Smart grids fuse energy development with technological advancements. Using sensors, IoT, and other computing devices, there is a provision for two-way communication between consumers and utility providers in a smart grid. As an artificially intelligent system, a huge amount of data comes from various sources, e.g. smart meters. All the unstructured data gathered from these sources can only be valuable with smart grid analytics.
Smart grid analytics are systematic computational analyses of the data produced in the grids. With these analytics, one can get a more precise interpretation, communication, and identification of data trends or meaningful patterns from the data that comes in. Thus, it is essential to improve grid operations and predict the next course of action.
A Brief History
From the 1990s, attempts at electronic metering, control and monitoring evolved into smart grids. From automated meter readings in the 1980s to Advanced Metering Infrastructures in the 1990s, attempts have been made to go beyond measuring power usage to maximizing the information.
The concepts of analytics can be traced back to the 19th century with Frederick Winslow Taylor’s time management exercises and Henry Ford’s measurements of assembly lines’ speeds. It would interest you to know that predictive analytics (which is now of high importance in smart grids) started in the 1940s. However, it did not attract any attention until the 1960s, when decision support systems became popular. By 2005, businesses applied analytics to make iterative explorations on past activities and make decisions to plan the future.
Applying analytics to smart grid data is what birthed smart grid analytics. The problem of big data (as Roger Magoulas called it in 2005) has always existed as long as the internet.
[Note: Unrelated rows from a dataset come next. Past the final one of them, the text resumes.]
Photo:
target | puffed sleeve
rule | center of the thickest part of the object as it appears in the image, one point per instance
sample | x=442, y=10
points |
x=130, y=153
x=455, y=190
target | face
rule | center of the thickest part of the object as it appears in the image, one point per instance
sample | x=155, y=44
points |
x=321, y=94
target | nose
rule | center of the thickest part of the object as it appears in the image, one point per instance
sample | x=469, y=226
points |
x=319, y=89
Around early 2012, big data in smart grid systems initiated collaboration between smart grid integration companies and data analytics start-ups.
As grids became smarter, grid data analytics also developed, using available technologies such as machine learning techniques. Computing techniques like statistics, machine learning (under artificial intelligence), and data analytics are now being applied in various facets, and the power sector is not left out. As we will see, smart grid analytics gives relevant information that helps set the course of upcoming activities for the effective distribution of power.
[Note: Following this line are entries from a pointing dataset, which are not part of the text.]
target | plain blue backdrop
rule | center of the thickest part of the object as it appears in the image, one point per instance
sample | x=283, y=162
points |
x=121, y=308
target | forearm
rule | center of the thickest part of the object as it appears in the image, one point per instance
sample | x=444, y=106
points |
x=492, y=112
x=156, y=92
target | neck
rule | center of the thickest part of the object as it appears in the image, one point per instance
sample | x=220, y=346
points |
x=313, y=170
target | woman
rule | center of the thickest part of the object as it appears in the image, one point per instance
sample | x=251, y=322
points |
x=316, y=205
Three Things You Should Know About The Current Trends In Smart Grid Analytics
For one, the smart grids analytics market in Europe was projected in 2019 to grow at the compounded rate of 11-12.7% by 2025. This growth is based on how advanced grid technologies are embraced on a broader scale. However, I have observed these trends;
1. There is currently rapid growth in investment in smart grids projects and, subsequently, smart grids analytics.
Many countries in the European Union have invested in smart grids projects and are recording successes. Of the projects, up to 59% are demonstration projects, 32% are for deployment, while 9% are research and development projects. A significant highlight is the smart meter roll-out in Italy that takes up to 71% of these projects aforementioned.
Smart meters are installed in all of these projects, and to get relevant information from the data, smart grids analytics have to be employed. These projects result from increased interest and initiatives channelled to the ongoing energy transformation and sustainability goals.
2. Smart grid analytics work with real-time data even with the increased speed and variety of requirements.
This easy adaptation is because they are entirely computerized and are built on the blocks of advanced technologies. Smart grid analytics can now generate information from high-speed data of various forms needed for the grids’ operation and prior knowledge of what to put in as resources.
3. Digital technologies and cloud computing would continue to improve and allow for more data computation.
Digital data, which highest storage used to be terabytes, is now accessible on larger scales like exabytes and zettabytes. Manual methods and previous ways of analyzing this data are becoming redundant. Also, with the inclusion of renewable energy in the conventional grids, the adaptation of intelligent systems is increasing, and the need for grid data analytics will follow this trend.
Challenges Of Smart Grid Analytics
Despite the enormous advantages and improved technologies, there are still a few challenges. Some include:
- Cost implications – the initial costs of setting up smart grids make many grid operators sceptical about using smart grid analytics. For the grid as well, it usually includes the costs of sensors and other components in making it effective. The analytics themselves are part of what makes the smart grid a modern electric system. However, it is worth the investment to foster a low-carbon economy and a greener world.
- Security concerns – the fact that smart grids allow for two-way communication is a concern as the data is prone to cyber-attacks. Despite this, cybersecurity has continued to improve and is developing better solutions using codes and encrypted data.
- Customer demand – the demand needed for effective use of smart grid analytics is higher than what exists now. Not enough grid operators have adopted analytics, and the low-scale usage is not optimal. More large-scale energy supplying and distributing firms need to embrace the new technologies at this time.
I must re-emphasize that smart grid analytics is crucial to improving smart grids’ efficiency, reliability, and sustainability. And Hive Power provides a SaaS platform with intelligent grid analysis and a flexibility management solution called the Flexibility Orchestrator to help the renewable energy industry key players improve their activities and offer services more desirably.
The use of smart grid analytics benefits both the consumers and the suppliers of power because it improves energy management, allows for more efficient power transmission, and lowers the cost of operation and management of energy. In addition, with the use of analytics, demand would match supply more because of improved decision making.